Flume Solr UUIDInterceptor Configuration Options
Flume can modify and drop events using Interceptors, which can be attached to any Flume source. The Solr UUIDInterceptor sets a universally unique 128-bit identifier (such as f692639d-483c-1b5f-cd61-183cb1726ae0) on each event.
Cloudera recommends assigning UUIDs to events as early as possible (for example, in the first Flume source of your data flow). This allows you to de-duplicate events that are duplicated as a result of replication or re-delivery in a Flume pipeline that is designed for high availability and high performance. If available, application-level UUIDs are preferable to auto-generated UUIDs because they enable subsequent updates and deletion of the document in Solr using that key.
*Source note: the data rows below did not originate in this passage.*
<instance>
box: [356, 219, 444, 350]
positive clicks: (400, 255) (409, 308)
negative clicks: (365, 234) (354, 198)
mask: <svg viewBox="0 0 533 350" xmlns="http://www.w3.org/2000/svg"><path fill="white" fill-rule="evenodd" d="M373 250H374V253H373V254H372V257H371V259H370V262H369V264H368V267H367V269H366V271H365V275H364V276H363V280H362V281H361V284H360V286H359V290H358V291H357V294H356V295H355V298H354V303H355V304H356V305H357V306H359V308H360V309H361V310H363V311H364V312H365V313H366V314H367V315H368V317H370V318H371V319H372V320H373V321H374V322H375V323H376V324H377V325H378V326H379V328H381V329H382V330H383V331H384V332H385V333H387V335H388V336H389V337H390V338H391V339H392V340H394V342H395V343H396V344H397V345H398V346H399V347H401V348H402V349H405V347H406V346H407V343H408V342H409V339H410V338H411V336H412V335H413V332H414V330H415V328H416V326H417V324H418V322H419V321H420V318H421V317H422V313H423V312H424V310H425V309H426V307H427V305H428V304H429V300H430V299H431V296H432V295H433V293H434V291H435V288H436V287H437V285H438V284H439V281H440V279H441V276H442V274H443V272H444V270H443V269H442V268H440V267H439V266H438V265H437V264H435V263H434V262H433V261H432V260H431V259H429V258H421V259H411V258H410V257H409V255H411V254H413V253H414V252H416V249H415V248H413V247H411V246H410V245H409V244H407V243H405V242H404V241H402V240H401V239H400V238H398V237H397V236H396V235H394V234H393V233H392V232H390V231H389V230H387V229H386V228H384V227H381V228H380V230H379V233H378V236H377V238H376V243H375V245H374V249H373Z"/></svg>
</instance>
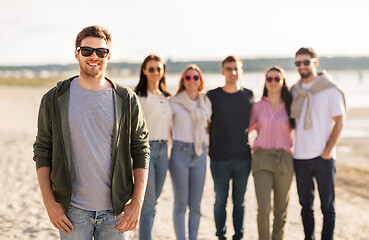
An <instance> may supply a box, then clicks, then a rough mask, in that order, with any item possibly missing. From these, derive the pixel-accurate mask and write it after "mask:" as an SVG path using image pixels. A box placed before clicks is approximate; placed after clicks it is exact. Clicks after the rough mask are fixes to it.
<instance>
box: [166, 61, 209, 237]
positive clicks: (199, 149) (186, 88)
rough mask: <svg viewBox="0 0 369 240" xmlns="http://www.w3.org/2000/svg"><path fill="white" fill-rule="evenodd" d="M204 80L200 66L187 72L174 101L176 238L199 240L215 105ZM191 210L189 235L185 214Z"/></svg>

If application-level UUIDs are not present, you can use UUIDInterceptor to automatically assign UUIDs to document events.
The UUIDInterceptor supports the following configuration options (required options in bold):
Property Name | Default | Description |
---|---|---|
type | Must be set to the fully qualified class name (FQCN)org.apache.flume.sink.solr. morphline.UUIDInterceptor$Builder. | |
headerName | id | The name of the Flume header to use for setting the UUID. |
preserveExisting | true | Determines whether to preserve existing UUID headers. |
prefix | "" | Specifies a string to prepend to each generated UUID. |
For examples, see BlobHandler and BlobDeserializer.